The model powering Code Assist for Individuals has a 128,000-token context window, which Google says is over four times larger than what the competition offers. That means the model can take in more code in a single prompt, allowing it to reason over more complicated codebases.
Developers can sign up for the free public preview of Gemini Code Assist for Individuals beginning Tuesday.
As for Gemini Code Assist for GitHub, it automatically scans pull requests to look for bugs and offers additional possibly helpful recommendations.
The two tools arrive as Google ramps up its efforts to compete with Microsoft and its subsidiary, GitHub, in the developer tools space.
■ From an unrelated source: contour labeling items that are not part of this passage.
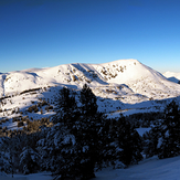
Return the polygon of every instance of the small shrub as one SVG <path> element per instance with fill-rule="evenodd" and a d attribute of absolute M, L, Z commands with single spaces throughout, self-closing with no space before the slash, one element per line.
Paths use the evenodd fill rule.
<path fill-rule="evenodd" d="M 18 127 L 24 126 L 23 121 L 18 121 Z"/>

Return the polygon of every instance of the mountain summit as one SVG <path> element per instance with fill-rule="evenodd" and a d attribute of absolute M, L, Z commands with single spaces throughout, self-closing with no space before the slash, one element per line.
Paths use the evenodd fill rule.
<path fill-rule="evenodd" d="M 85 83 L 102 97 L 108 96 L 106 89 L 116 92 L 114 96 L 138 94 L 158 99 L 180 94 L 178 84 L 168 81 L 162 74 L 139 61 L 118 60 L 104 64 L 73 63 L 0 74 L 0 96 L 10 96 L 32 88 L 64 85 L 80 89 Z"/>

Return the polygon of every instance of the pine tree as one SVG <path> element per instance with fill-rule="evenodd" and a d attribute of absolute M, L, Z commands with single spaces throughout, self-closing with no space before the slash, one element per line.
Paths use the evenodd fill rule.
<path fill-rule="evenodd" d="M 92 89 L 85 84 L 81 91 L 82 113 L 86 116 L 93 116 L 97 113 L 97 98 Z"/>
<path fill-rule="evenodd" d="M 77 105 L 75 97 L 71 95 L 71 91 L 67 87 L 63 87 L 55 96 L 55 106 L 54 123 L 67 124 L 67 120 L 76 115 Z"/>
<path fill-rule="evenodd" d="M 120 160 L 126 165 L 137 163 L 141 160 L 141 138 L 139 134 L 130 126 L 129 121 L 121 117 L 118 119 L 118 145 L 121 151 Z"/>
<path fill-rule="evenodd" d="M 23 173 L 33 173 L 39 169 L 40 156 L 30 147 L 24 147 L 20 155 L 20 166 L 23 169 Z"/>

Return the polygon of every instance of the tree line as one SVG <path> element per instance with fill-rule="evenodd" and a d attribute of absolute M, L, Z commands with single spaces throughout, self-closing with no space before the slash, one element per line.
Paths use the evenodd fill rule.
<path fill-rule="evenodd" d="M 85 84 L 80 99 L 63 87 L 55 97 L 54 126 L 0 139 L 0 168 L 6 172 L 52 171 L 56 179 L 92 179 L 95 171 L 138 163 L 142 153 L 159 158 L 180 152 L 180 113 L 172 102 L 163 119 L 140 137 L 127 117 L 107 119 Z"/>

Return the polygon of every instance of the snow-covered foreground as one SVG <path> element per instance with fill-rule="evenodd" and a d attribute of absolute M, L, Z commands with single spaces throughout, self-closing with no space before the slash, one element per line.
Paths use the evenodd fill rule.
<path fill-rule="evenodd" d="M 168 159 L 152 157 L 127 169 L 106 168 L 96 172 L 93 180 L 180 180 L 180 156 Z M 0 180 L 11 180 L 0 177 Z M 50 173 L 15 174 L 13 180 L 53 180 Z"/>
<path fill-rule="evenodd" d="M 153 157 L 128 169 L 104 169 L 94 180 L 180 180 L 179 170 L 180 156 L 160 160 Z"/>

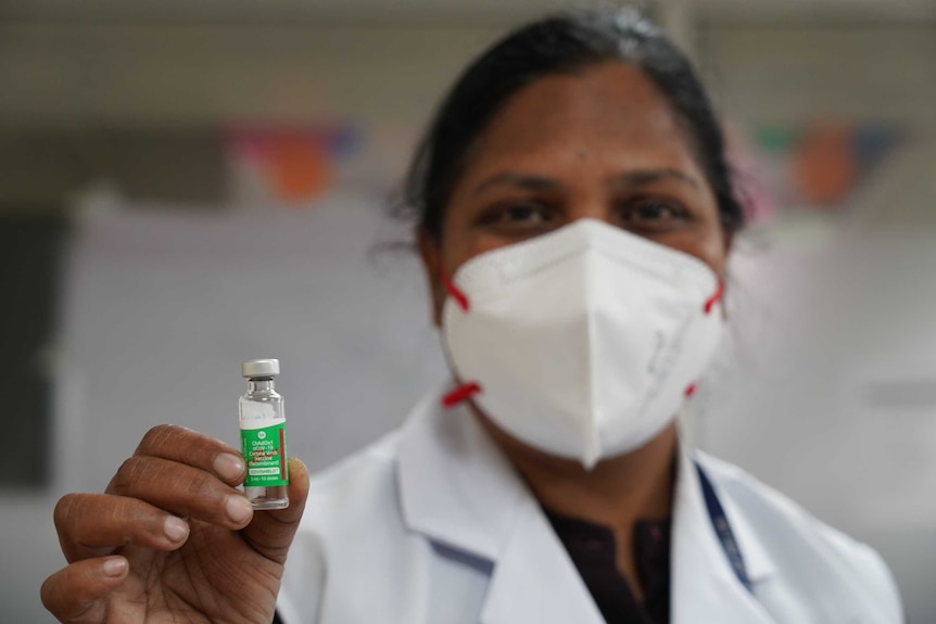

Seven months ago, Google hired Ryan Salva, who previously led the GitHub Copilot team, to spearhead Google’s work on developer tooling.
By offering a free AI coding assistant with very high usage caps, Google hopes to steer developers early in their careers toward Code Assist, Salva told TechCrunch in an interview. Salva expects at least a few of those developers to someday upgrade to an enterprise Code Assist plan, which is where Google will make its money.
Google has been selling Gemini Code Assist to businesses for about a year. The company announced in December that the AI coding assistant would soon integrate with third-party tools from GitLab, GitHub and Google Docs. Enterprise Code Assist tiers add features like audit logs, integration with other Google Cloud products, and customization for private repositories.